Die Steuerpläne der künftigen Koalition könnten Müll und Abwasser teurer machen. Um die versprochenen Steuersenkungen wenigstens ansatzweise zu finanzieren, planen die Verhandlungspartner die Abschaffung des Steuerprivilegs für kommunale Betriebe. Zahlen müssen die Bürger.

Nach bisheriger Rechtslage sind kommunale Betriebe von der Mehrwertsteuer befreit – sofern sie nicht in Konkurrenz zu privaten Unternehmen stehen. Nach dem Entwurf des Koalitionsvertrags soll sich das ändern: „Wir streben Wettbewerbsgleichheit kommunaler und privater Anbieter insbesondere bei der Umsatzsteuer an“, heißt es da.

Will heißen: Die Steuerfreiheit für den Müllbetrieb fällt dann weg. Bis zu vier Milliarden Euro, so die Rechenkünstler von Schwarz-Gelb, sollen so in die Staatskasse gespült werden.

„Die Bürger zahlen die Zeche“, warnte der Städtetag. Bizarr sei die Vorstellung, dass die öffentliche Hand sich dann selbst besteuere. „Bis zu 150 Euro im Jahr“, warnt der Mieterverein, würde das Leben für die Mieter im Jahr teurer werden. FDP-Haushälter Horst Meierhofer beschwichtigt: Eine Gebührenerhöhung komme ja nicht automatisch.

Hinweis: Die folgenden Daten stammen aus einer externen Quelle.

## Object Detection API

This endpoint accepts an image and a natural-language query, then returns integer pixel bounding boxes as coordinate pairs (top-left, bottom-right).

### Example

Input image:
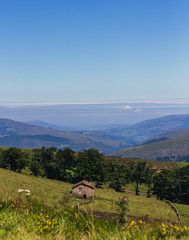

Der „Schattenhaushalt“, der vorgesehene Trick, an Haushalt und Verfassung vorbei neue Schulden zu machen, steht derweil auf der Kippe. FDP und Union fürchten eine Niederlage vor dem Bundesverfassungsgericht. Nach letzten Informationen sollte der „Schattenhaushalt“ bis zu 90 Milliarden Euro umfassen.

Neuste Nachricht aus den Koalitionsverhandlungen: Der Wehrdienst soll auf sechs Monate verkürzt werden. Die FDP war mit dem Wahlversprechen angetreten, die Wehrpflicht völlig abzuschaffen. Bis zum Wochenende soll der Koalitionsvertrag unter Dach und Fach sein.